Considering the stereotype of the socially anxious computer nerd, software development can be a rather emotional business. Oracle has always been a company that Java developers love to hate and the current discussion partly jumps on this bandwagon. Looking at the success of Java as a language and a platform, I do however think that Oracle deserves credit for its objectively good job in its stewardship. Breaking software today with future success in mind is a delicate and grateless task. Anybody who refactored correct but complex code should be sympathetic to this challenge.
Project Jigsaw has often been criticized for being an unnecessary effort and I admit that this thought had crossed my own mind. Yet, it is thanks to the module systems that dead weight like CORBA or RMI can finally be removed from the JVM. With the implied reduction in size of modular Java applications, the JVM has become more attractive for the use within containerized applications and cloud computing what is surely no coincidence given Oracle’s market strategy. And while it would of course be possible to further postpone this effort to a later Java release, the JVM must address the removal of functionality at some point. Now is as good a time as any.

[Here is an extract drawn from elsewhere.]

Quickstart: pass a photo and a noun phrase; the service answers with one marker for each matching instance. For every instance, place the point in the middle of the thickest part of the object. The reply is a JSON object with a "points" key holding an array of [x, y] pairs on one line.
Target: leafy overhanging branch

To ease the upcoming transition, it is important to keep the breaking changes down to a minimum. Therefore, I am convinced that extending the scope of Jigsaw is not in the best interest of the broader Java community. Many of the rejecting votes of the recent ballot asked for the involved parties to find consensus on the outstanding issues. Unfortunately, the features in question can either be implemented or discarded where consensus can only be reached by one party giving up their position.
With the typical Java application in mind, I do hope that Oracle does not answer to the demands with a scope extension only to secure a successful vote on the Jigsaw JSR. Rather, I want to appeal to the expert group members who were voting against the JSR to reconsider their vote with the needs of the entire Java ecosystem in mind where the requirements of existing enterprise module solutions are only one factor among many. With the broad usage of Java, ranging from business applications to low-latency systems, it is only natural that different parties identify different priorities for the evolution of the platform. I am convinced that Oracle has found a common denominator for a module system that serves most users.